The Boys
For a film based on a controversial stageplay, which in turn was based on an horrific and well-known true story, The Boys is a remarkably non-sensationalist film. Where director Rowan Woods could have taken an obvious, unsubtle and therefore completely inappropriate line, he has instead opted for a more tacit, and ultimately a more effective, approach. His handling of the very difficult, confronting and delicate material is to be admired and respected. Brett Sprague (David Wenham) is released from prison after serving a twelve-month sentence, and returns to his family to find things not quite as he left them. Brother Glen (John Poison) has moved out with his girlfriend Jackie (Jeanette Cronin); younger brother Stevie (Anthony Hayes) has his pregnant girlfriend Nola (Anna Lise) living with them; and Brett’s own girlfriend Michelle (Toni Collette) is there, too, waiting for him to get out. Sandra (Lynette Curran), Brett’s mother, is obviously pleased to have Brett back at home, and has planned something of a family celebration in honour of the occasion.

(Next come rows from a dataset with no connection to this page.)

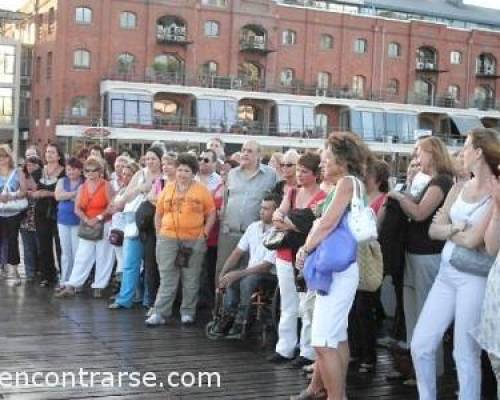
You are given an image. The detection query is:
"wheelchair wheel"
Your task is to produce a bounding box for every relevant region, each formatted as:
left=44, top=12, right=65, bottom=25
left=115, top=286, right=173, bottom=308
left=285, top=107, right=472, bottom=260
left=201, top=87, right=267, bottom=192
left=205, top=320, right=219, bottom=340
left=271, top=285, right=280, bottom=333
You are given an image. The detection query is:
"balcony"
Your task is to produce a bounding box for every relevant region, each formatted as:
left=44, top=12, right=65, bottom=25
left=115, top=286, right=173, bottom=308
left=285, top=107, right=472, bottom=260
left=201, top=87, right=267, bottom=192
left=239, top=37, right=273, bottom=54
left=469, top=97, right=497, bottom=111
left=476, top=67, right=499, bottom=79
left=416, top=59, right=440, bottom=73
left=156, top=27, right=191, bottom=46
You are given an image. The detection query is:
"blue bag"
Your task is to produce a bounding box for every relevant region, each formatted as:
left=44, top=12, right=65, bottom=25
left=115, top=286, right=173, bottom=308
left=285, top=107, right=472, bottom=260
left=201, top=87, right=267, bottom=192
left=304, top=213, right=357, bottom=295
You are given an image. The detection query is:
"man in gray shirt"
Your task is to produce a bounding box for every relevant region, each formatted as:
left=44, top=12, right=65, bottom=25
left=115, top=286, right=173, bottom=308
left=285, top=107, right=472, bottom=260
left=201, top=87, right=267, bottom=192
left=215, top=140, right=278, bottom=281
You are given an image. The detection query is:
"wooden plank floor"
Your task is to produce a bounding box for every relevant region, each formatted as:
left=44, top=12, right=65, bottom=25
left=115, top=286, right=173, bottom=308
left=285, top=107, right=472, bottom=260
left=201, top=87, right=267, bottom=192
left=0, top=280, right=461, bottom=400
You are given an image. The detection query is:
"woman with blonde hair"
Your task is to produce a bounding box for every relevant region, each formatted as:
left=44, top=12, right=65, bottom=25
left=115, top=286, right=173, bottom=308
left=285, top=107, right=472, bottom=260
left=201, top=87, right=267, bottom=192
left=0, top=145, right=27, bottom=286
left=56, top=156, right=115, bottom=298
left=387, top=136, right=454, bottom=358
left=412, top=128, right=500, bottom=399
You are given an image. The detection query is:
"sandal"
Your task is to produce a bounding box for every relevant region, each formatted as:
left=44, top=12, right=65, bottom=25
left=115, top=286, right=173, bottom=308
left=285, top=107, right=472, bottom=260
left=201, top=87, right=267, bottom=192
left=290, top=388, right=327, bottom=400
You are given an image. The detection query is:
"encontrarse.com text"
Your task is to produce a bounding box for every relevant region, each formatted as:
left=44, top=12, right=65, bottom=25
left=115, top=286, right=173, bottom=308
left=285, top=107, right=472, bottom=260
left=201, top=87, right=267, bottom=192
left=0, top=369, right=221, bottom=389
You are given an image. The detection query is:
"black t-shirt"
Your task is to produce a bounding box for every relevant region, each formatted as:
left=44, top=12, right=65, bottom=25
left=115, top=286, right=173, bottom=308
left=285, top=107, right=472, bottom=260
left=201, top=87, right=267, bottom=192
left=406, top=174, right=454, bottom=255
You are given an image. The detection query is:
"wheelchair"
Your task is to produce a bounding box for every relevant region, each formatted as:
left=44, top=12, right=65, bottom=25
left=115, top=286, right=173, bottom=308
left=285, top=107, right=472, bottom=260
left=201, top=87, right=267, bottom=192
left=205, top=276, right=280, bottom=348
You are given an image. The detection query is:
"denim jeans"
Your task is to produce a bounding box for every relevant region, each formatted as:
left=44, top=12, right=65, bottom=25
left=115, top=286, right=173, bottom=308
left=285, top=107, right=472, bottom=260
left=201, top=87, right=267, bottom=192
left=21, top=229, right=39, bottom=279
left=115, top=237, right=144, bottom=308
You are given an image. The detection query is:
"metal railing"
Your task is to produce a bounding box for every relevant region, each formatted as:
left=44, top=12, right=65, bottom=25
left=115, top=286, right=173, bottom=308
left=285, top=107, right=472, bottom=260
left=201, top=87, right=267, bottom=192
left=240, top=37, right=268, bottom=51
left=416, top=58, right=438, bottom=71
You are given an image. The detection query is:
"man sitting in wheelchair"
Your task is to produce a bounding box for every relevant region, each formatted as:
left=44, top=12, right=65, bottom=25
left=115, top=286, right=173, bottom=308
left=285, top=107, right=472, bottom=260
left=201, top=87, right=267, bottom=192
left=209, top=194, right=279, bottom=340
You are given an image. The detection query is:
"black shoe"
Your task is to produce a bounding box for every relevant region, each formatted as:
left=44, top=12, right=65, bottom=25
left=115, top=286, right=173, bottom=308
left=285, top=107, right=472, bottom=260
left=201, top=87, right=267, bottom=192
left=225, top=322, right=245, bottom=340
left=211, top=314, right=234, bottom=337
left=266, top=352, right=294, bottom=364
left=291, top=356, right=314, bottom=368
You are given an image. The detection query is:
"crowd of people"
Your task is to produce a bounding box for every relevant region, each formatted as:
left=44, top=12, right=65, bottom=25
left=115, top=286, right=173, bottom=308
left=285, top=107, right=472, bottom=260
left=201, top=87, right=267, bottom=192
left=0, top=129, right=499, bottom=400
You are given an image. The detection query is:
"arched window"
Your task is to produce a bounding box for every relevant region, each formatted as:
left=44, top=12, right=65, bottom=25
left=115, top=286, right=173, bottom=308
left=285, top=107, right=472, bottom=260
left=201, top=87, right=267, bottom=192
left=120, top=11, right=137, bottom=29
left=117, top=52, right=136, bottom=73
left=320, top=34, right=333, bottom=50
left=75, top=7, right=92, bottom=24
left=73, top=49, right=90, bottom=69
left=201, top=61, right=218, bottom=75
left=388, top=42, right=401, bottom=58
left=448, top=84, right=460, bottom=100
left=240, top=25, right=267, bottom=50
left=204, top=21, right=219, bottom=37
left=71, top=96, right=89, bottom=117
left=476, top=53, right=497, bottom=75
left=282, top=30, right=296, bottom=45
left=239, top=62, right=262, bottom=81
left=354, top=39, right=367, bottom=54
left=280, top=68, right=295, bottom=86
left=317, top=72, right=330, bottom=89
left=414, top=79, right=435, bottom=105
left=387, top=79, right=399, bottom=95
left=157, top=16, right=186, bottom=42
left=416, top=46, right=438, bottom=69
left=315, top=113, right=328, bottom=136
left=450, top=51, right=462, bottom=65
left=474, top=85, right=495, bottom=109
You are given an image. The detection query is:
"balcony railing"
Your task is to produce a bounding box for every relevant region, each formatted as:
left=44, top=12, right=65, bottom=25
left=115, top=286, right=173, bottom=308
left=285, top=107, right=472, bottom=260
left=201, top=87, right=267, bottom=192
left=156, top=27, right=190, bottom=45
left=239, top=37, right=272, bottom=54
left=101, top=70, right=500, bottom=111
left=476, top=66, right=498, bottom=78
left=416, top=58, right=439, bottom=72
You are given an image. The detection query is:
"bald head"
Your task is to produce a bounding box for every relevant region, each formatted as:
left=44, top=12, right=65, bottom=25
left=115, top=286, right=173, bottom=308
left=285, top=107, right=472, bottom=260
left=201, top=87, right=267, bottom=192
left=240, top=140, right=261, bottom=170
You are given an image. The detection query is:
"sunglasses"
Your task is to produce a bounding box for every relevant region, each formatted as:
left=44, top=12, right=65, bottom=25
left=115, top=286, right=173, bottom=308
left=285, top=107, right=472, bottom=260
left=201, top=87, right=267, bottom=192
left=280, top=163, right=295, bottom=168
left=84, top=168, right=99, bottom=173
left=198, top=157, right=211, bottom=163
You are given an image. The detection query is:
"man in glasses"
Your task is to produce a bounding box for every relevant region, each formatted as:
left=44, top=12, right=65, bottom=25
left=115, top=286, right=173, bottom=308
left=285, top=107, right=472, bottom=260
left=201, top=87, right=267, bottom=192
left=197, top=149, right=222, bottom=193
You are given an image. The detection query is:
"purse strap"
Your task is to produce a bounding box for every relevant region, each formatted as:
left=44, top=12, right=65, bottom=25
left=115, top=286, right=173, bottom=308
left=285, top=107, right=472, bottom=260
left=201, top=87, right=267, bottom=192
left=81, top=180, right=104, bottom=214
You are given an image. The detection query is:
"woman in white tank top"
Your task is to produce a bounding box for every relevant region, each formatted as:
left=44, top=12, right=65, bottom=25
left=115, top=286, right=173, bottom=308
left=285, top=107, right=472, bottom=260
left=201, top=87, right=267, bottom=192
left=411, top=128, right=500, bottom=400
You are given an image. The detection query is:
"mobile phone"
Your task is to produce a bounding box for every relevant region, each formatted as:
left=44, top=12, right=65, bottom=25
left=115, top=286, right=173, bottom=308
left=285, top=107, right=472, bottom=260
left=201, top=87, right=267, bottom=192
left=394, top=183, right=405, bottom=192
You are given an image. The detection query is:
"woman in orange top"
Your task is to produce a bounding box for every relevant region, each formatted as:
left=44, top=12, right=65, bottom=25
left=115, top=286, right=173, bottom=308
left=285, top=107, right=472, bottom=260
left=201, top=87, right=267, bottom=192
left=56, top=157, right=115, bottom=298
left=146, top=153, right=216, bottom=326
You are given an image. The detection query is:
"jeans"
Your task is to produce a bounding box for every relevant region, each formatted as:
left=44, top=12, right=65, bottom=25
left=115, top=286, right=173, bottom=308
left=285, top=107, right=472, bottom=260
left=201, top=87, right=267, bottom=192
left=115, top=237, right=144, bottom=308
left=20, top=229, right=39, bottom=279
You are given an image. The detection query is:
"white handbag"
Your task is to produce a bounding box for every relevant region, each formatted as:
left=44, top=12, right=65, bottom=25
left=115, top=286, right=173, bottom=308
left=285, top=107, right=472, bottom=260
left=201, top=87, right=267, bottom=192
left=347, top=176, right=378, bottom=243
left=0, top=169, right=28, bottom=217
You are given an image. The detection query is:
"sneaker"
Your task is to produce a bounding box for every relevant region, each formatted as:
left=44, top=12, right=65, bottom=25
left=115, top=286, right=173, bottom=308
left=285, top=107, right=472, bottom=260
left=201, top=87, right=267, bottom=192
left=211, top=314, right=234, bottom=337
left=39, top=280, right=49, bottom=288
left=145, top=308, right=154, bottom=317
left=291, top=356, right=314, bottom=369
left=225, top=322, right=245, bottom=340
left=145, top=313, right=166, bottom=327
left=266, top=352, right=294, bottom=364
left=54, top=286, right=76, bottom=298
left=108, top=302, right=125, bottom=310
left=181, top=315, right=195, bottom=325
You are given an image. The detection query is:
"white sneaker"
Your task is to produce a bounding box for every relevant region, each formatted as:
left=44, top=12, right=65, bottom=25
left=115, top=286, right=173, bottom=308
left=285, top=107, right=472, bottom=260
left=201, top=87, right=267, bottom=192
left=145, top=313, right=166, bottom=326
left=6, top=265, right=21, bottom=286
left=181, top=315, right=195, bottom=325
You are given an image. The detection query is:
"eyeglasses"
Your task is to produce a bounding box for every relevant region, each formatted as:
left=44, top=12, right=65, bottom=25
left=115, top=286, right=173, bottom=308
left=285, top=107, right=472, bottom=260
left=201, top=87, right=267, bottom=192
left=198, top=157, right=211, bottom=163
left=280, top=163, right=296, bottom=168
left=84, top=168, right=99, bottom=173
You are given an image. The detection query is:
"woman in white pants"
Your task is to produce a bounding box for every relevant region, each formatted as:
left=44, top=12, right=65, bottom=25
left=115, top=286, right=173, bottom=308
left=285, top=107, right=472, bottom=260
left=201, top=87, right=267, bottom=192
left=412, top=128, right=500, bottom=400
left=293, top=132, right=371, bottom=400
left=56, top=157, right=115, bottom=298
left=54, top=157, right=83, bottom=287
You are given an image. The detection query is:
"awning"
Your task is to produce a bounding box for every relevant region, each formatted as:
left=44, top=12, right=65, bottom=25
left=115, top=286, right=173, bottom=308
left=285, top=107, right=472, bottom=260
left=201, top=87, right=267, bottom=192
left=449, top=114, right=484, bottom=136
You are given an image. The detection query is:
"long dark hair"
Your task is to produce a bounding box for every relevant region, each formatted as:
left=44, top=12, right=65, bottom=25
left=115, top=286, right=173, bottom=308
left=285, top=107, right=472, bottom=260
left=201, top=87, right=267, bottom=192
left=46, top=142, right=66, bottom=167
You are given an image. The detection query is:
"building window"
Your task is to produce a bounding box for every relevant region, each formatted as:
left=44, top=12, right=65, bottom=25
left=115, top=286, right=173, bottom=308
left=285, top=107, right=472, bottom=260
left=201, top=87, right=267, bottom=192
left=37, top=14, right=43, bottom=40
left=117, top=53, right=136, bottom=73
left=34, top=100, right=40, bottom=119
left=450, top=51, right=462, bottom=65
left=204, top=21, right=219, bottom=37
left=201, top=61, right=218, bottom=76
left=201, top=0, right=226, bottom=6
left=0, top=45, right=16, bottom=84
left=352, top=75, right=366, bottom=96
left=476, top=53, right=497, bottom=75
left=120, top=11, right=137, bottom=29
left=354, top=39, right=367, bottom=54
left=0, top=88, right=13, bottom=124
left=73, top=49, right=90, bottom=69
left=46, top=51, right=52, bottom=80
left=388, top=42, right=401, bottom=58
left=316, top=113, right=328, bottom=136
left=75, top=7, right=92, bottom=24
left=320, top=34, right=333, bottom=50
left=48, top=8, right=55, bottom=33
left=282, top=30, right=296, bottom=46
left=45, top=97, right=51, bottom=119
left=35, top=56, right=41, bottom=82
left=71, top=96, right=89, bottom=117
left=448, top=85, right=460, bottom=100
left=317, top=72, right=330, bottom=89
left=280, top=68, right=295, bottom=86
left=387, top=79, right=399, bottom=95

But not far behind the festive mood comes the inevitable familial tensions and arguments: Jackie would rather not spend too much time with Glen’s family; she sees herself as better than them, and spends much of her time trying to “improve” Glen. Stevie is less than happy with Nola – she was, after all, just a root he got up the duff. He’d rather she wasn’t around, but seeing her family has disowned her, she had nowhere else to go. And Michelle, eager to renew her relationship with Brett, has to deal with his suspicions of infidelity while he was inside, and his own altered behaviour. Given the levels of tension brewing around the house, ably assisted by plenty of sitting around sinking piss, it’s a foregone conclusion that something dreadful is going to happen. These fears are borne out in a series of flashes forward as we see the consequences of some unseen but obviously horrific act committed by the three brothers. As a filmic device, these flashes forward are initially disorienting. Captioned “Eighteen hours later”, “Three months later”, and so on, it takes some time to recognize the pattern of these sequences. Once an understanding is established, however, they imbue the film with an unnerving but very effective sense of menace and the threat of violence. And this is where The Boys is quite a powerful film.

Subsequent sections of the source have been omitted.